The County is offering the following tips for a safe holiday season. Advice is consistent with Centers for Disease Control and Prevention guidance.
- If you are not feeling well, stay home! Even if your symptoms are mild, avoid families and friends and get tested;
- Wear masks unless you are eating or drinking;
- Gather outside if possible;
- Wash your hands frequently and offer hand sanitizer;
- Have one person serve all food so that multiple people are not handling utensils;
- Arrange tables and chairs to allow for social distancing
“We’re Anne Arundel and we’re all in this together. Thanksgiving is a time when we all want to get together to show gratitude for what we have and for each other,” said County Executive Pittman. “But this year, the best way to show our gratitude is to keep our distance and observe best public health practices. The best thing that we can do for those we love is to find ways to be together, while staying apart. We don’t want to invite COVID home for the holidays.”
“Thanksgiving is a time when we come together to show gratitude socially and emotionally,” said County Health Officer Dr. Nilesh Kalyanaraman. “This year we can still give special thanks by celebrating in thoughtful and kind ways that protect ourselves and others.”
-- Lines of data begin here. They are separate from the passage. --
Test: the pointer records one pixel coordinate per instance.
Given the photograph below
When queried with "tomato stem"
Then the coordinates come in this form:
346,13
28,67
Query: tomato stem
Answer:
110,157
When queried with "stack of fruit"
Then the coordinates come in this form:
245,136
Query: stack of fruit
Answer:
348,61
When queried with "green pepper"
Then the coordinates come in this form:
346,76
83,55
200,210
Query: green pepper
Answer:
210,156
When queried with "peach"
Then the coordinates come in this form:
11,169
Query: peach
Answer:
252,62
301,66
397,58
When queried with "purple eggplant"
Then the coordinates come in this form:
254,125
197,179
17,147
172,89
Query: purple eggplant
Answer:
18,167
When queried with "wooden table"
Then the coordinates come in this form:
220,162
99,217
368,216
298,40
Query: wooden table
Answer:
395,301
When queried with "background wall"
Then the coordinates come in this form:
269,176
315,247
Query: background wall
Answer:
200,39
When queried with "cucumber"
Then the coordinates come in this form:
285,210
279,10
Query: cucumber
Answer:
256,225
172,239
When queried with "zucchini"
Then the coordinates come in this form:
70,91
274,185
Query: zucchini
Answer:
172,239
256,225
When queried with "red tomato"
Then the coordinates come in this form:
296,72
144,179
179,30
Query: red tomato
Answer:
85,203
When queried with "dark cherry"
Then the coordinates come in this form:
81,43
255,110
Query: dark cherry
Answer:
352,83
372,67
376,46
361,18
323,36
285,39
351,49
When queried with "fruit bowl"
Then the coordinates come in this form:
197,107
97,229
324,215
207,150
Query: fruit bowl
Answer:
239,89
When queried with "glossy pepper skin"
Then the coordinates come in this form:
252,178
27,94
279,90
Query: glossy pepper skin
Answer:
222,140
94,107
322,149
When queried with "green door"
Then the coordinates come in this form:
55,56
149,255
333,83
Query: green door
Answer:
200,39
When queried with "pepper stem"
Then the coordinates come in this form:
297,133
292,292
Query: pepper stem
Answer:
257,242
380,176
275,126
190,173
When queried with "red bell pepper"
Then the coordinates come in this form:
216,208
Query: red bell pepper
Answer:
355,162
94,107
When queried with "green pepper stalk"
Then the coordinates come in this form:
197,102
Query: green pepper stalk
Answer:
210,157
In addition to holiday tips, Anne Arundel County has launched a public health campaign, Stop COVID-19 From Coming Home for the Holidays. The campaign is meant to educate and empower Anne Arundel County residents to make safe and healthy decisions. Here is the holiday social media toolkit.
County Executive Pittman added, “When it comes to saving lives, there can’t be too much information. With rising COVID numbers and deaths, we’d all rather be safe than sorry.”